R : Untuk mencegah ARDS
c.
Kelebihan
volome cairan di paru-paru berhubungan dengan edema pulmonal non Kardia.
Tujuan : Setelah
diberikan askep selama 2x24 jam diharapkan volume cairan terpenuhi
kriteria hasil : pasien dapat menunjukkan keadaan volume cairan normal
dengan tanda tekanan darah, berat badan, urine output pada batas normal.
Intervensi
1)
Monitor vital
signs seperti tekanan darah, heart rate, denyut nadi (jumlah dan volume)
R : Berkurangnya volume/keluarnya cairan dapat
meningkatkan heart rate, menurunkan tekanan darah, dan volume denyut nadi
menurun.
2)
Amati perubahan
kesadaran, turgor kulit, kelembaban membran mukosa dan karakter sputum
R : Penurunan cardiac output mempengaruhi
perfusi/fungsi cerebral. Deficit cairan dapat diidentifikasi dengan penurunan
turgor kulit, membran mukosa kering, sekret kental.
3)
Hitung intake,
output dan balance cairan. Amati “insesible loss”
R : Memberikan informasi tentang status cairan.
Keseimbangan cairan negatif merupakan indikasi terjadinya deficit cairan.
4)
Timbang berat
badan setiap hari
R : Perubahan yang drastis merupakan tanda
penurunan total body water.
5)
Berikan cairan
IV dengan observasi ketat
R : Mempertahankan/memperbaiki volume
sirkulasi dan tekanan osmotik.

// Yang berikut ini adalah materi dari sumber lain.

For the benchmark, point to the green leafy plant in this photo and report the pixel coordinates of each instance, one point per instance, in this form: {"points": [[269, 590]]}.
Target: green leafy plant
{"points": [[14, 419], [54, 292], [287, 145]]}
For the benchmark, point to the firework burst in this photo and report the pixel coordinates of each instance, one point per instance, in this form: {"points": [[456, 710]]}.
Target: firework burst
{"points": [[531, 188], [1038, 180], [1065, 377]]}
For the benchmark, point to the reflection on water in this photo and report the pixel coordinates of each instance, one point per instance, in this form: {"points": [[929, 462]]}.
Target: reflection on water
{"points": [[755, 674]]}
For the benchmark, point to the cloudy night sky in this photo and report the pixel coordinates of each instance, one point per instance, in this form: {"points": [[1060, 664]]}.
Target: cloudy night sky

Meskipun cairan mengalami deficit, pemberian
cairan IV dapat meningkatkan kongesti paru yang dapat merusak fungsi respirasi
6)
Monitor/berikan
penggantian elektrolit sesuai indikasi
R : Elektrolit khususnya pottasium dan sodium
dapat berkurang sebagai efek therapi deuritik.
DAFTAR PUSTAKA
Anynomous, 2007.Asuhan
Keperawatan KLIEN dengan ARDS (Adult Respiratory DistressSyndrome) Pre Acut/
Post Acut Care .http://rusari.com/askep_aspirasi_distress.html.Tanggal
9 September 2009 pukul 17.43 WIB.
Anynomous,
2007. Asuhan Keperawatan pada Pasien ARDS .http://keperawatan-gun.blogspot.com/2007/07/asuhan-keperawatan-pada-klien-dg-25.html.Tanggal 16 September 2009 pukul 12.30 WIB.
Carpenito,Lynda
Juall. 2001. Buku Saku Diagnosa Keperawatan.EGC. Jakarta.
Doengoes, M.E.
2000. Rencana Asuhan Keperawatan: Pedoman untuk Perencanaan dan
Pendokumentasian Perawatan Pasien. EGC. Jakarta.
Hudak, Gall0.
1997. Keperawatan Kritis. Pendekatan Holistik.Ed.VI. Vol.I. EGC. Jakarta.